Peter offers some interesting suggestions on what may be possible if conventional gasification in all the ways we use it could be utilized to render know toxic combustibles in to harmless usable gas.

>We have successfully gasified Gycerin waste from a biodiesel plant added to wood chip without any measured toxic emissions, indeed it produced a higher calorific >value gas compared to straight wood chip as it displaced the need for some of the normal air as an oxygen source (thereby reducing dilution with the normal nitrogen >fraction as well as releasing more H2 from the added gycerin itself) so would not anticipate any issues with it as a binder in pellets where they were used in this way (at >least through our system). We will have the opportunity to test this at least in the form of briquettes after August. The combustion engineers present for the earlier test >were all a bit red faced at the time as I recall since they were predicting all sorts of dire things. 

It is not unnatural for anyone involved with combustion to only see problems with what they see as burning toxic material, and who isn't a bit red faces in all honesty when you are shown to be wrong? But when we start to think as gasifier promoters/developers/builders, that all we have to do is use plastics etc, as a binder for other problematical biomess (not a spelling mistake), our fantastic garden shed understanding of tradition gasification technology is going to provide a few bitter pills for those paying for it to be proven.

>We are going through an EPA process at the moment to have our system "exempted" from the need for pollution permits, starting with clean wood waste as the >benchmark but will be adding things like plastics and glycerin (along with much more problematic organics) in due course.

This is good news, and should be a doddle for any gasification process that creates a tar free gas using wood. My understanding of EPA regulations however in a general sense, is that smaller gasifiers are already exempt, but in saying that, if you are in the bigger operating size, I doubt very much if a blanket permit would be issued. In fact with Australia having both Federal and State Governments offering only cosmetic support for renewable technologies, you might reconsider how your $$$ are going to vanish faster than the time it takes to get such a permit passed.

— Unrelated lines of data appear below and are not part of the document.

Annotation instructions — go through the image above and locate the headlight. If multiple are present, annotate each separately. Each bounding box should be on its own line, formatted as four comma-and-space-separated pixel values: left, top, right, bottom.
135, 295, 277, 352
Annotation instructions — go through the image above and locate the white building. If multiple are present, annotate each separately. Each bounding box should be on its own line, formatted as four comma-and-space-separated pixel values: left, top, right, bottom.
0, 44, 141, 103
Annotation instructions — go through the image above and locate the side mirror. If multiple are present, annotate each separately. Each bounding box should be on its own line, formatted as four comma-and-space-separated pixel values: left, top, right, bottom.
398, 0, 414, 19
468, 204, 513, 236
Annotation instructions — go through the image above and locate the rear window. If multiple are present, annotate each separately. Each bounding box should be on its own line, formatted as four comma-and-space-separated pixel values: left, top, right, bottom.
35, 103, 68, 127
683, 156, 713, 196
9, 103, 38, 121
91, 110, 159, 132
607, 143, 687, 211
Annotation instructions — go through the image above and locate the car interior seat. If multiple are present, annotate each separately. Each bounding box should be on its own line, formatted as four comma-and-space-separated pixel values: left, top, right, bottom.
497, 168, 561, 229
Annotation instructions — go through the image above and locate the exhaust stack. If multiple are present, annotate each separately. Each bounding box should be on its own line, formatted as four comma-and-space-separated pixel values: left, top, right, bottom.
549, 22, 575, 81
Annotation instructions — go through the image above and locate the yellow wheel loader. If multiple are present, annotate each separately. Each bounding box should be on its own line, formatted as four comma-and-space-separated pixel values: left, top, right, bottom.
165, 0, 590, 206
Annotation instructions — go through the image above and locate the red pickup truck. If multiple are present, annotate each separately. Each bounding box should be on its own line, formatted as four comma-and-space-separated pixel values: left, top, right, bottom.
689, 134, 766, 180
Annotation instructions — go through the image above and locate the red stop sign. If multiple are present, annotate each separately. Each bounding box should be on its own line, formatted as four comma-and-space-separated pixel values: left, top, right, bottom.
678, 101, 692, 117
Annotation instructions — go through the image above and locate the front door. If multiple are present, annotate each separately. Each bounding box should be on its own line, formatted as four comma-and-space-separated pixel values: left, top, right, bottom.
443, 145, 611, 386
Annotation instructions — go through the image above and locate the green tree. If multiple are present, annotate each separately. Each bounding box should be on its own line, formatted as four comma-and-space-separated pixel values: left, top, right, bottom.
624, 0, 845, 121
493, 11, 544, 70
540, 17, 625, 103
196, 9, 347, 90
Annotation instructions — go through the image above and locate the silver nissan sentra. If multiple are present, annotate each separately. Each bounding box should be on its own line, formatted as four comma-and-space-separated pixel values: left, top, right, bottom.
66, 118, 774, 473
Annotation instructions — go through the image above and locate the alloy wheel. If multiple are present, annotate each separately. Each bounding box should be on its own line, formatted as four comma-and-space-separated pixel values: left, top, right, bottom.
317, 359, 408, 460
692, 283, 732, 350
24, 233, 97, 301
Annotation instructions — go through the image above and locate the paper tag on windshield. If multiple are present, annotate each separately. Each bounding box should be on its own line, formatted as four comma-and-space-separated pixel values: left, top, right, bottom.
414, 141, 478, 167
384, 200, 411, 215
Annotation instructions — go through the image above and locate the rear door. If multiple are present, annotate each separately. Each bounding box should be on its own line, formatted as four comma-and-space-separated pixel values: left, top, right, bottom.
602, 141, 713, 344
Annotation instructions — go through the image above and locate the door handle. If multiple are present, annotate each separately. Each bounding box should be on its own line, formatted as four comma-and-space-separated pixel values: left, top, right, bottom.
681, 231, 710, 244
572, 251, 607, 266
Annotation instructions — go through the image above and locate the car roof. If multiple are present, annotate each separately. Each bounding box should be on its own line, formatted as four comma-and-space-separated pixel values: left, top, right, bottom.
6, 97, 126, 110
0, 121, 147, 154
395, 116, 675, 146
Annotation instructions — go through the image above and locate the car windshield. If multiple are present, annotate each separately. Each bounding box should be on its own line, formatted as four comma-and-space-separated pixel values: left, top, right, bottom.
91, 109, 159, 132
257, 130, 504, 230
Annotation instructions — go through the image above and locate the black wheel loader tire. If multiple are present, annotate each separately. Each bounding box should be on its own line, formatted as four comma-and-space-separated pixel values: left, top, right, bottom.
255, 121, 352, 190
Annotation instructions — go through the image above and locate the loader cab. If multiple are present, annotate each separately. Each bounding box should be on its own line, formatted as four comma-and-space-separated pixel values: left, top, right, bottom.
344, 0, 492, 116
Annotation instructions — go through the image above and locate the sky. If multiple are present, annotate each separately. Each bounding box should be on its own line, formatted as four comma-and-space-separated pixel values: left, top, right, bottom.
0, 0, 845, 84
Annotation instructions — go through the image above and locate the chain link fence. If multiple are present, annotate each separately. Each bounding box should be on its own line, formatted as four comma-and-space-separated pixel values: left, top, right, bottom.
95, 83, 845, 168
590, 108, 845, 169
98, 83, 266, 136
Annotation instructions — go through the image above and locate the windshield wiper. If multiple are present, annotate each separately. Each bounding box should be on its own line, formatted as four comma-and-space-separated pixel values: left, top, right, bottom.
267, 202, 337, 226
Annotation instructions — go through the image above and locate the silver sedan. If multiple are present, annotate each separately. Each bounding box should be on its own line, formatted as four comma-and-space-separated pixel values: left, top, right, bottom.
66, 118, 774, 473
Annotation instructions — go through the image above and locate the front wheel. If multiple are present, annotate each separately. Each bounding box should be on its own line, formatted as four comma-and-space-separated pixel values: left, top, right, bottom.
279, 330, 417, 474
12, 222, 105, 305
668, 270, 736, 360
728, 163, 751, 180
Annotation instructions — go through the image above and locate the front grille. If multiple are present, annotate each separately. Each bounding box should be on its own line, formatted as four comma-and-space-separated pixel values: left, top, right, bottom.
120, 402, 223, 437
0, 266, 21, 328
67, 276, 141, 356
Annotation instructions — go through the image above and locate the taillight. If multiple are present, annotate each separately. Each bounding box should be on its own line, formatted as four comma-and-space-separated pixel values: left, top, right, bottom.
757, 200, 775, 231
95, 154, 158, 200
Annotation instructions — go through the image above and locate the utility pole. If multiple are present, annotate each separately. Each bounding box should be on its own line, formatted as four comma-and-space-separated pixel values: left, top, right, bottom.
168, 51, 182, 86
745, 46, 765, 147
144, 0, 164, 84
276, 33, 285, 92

>The real barrier to overcome is the insistence by the ignorant or mischievous in the environmental movement that gasification and combustion are interchangeable >terms with similar problems. The result from a practical point of view is the cost of the stringent emission tests required is in the order of $25,000 per material being >included where no dioxins are anticipated and only one targeted analysis for this is included (amongst the 20 general sample tests required) to confirm, up to $150,000 >should they believe dioxins might be possible and this has to be repeated with all 20 samples.

That we may have a better understanding of what and why we can do things deemed impossible by others has always been a challenge, but it is also the reason why testing is important to those who are also trying to prove you are correct in presenting your technologies capability. Testing is not to prove you wrong just because it's gasification, but one might wonder if we keep being hoisted on our own petard, if the fault must be other than bureaucratic. 

>What is amazing to us is our perpetual researcher "competitors" in this space in Australia generally have access to significant public grants, yet can't give a lab >certified gas analysis from their systems only a "predicted" value based on a literature review, mostly of course citing references where the same thing was done...

Been there, done that, but the bottom line is that they are not our competitors for clients with $$$, only for the funding that is presented as research grants. Don't expect handouts from any source, and find the right client/s to work with to obtain your testing requirements, which returns me back to plastics and wood chip.

In the first instance, there are quite a few companies already exploring their commercial options with plastic bonded mixes, both round puck sizes, and extruded log style briquettes. They are being promoted by their "developers" as boiler fuel, perfect fuel for gasifiers and all the other potential heating applications one might think of, but in offering this license for their fuel processing technology, it does not come with the equipment to convert this fuel with all the certification the market place demands. 

Briquettes and pucks need larger spaces relevant to their size to get them into a gasifier, where the heat can melt their plastic bonding at fairly low temperature. Plastic will flow and separate from the biomass rather than form a carbonizing bond. The change to smaller particle size and interstitial spaces then can cause plugging followed by channeling through the bed. How these plastic flows develop depends on the plastic mixtures, and it is possible for harder plastics to become encased in a char insulation allowing them to drop right down into the bed channeling, allowing release their toxic chemical mix, without disassociation into the exiting gas stream.

Incoming fuel can just fall apart and then bridge on the agglomerated fuel stuck to the walls, so the ability to maintain a packed char bed without toxic emissions would be tough for any operator to guarantee. When you add to this the large amounts of metal foils not separated of the waste plastics, their presence and agglomeration will block grates and restrict moving components.

I hope the two photos attached will give you some idea of what might be encountered if considering trials of these fuels. One shows the incoming fuel just melting then solidifying into a bridge, and the other of a carbonized briquette with raw plastic still encased.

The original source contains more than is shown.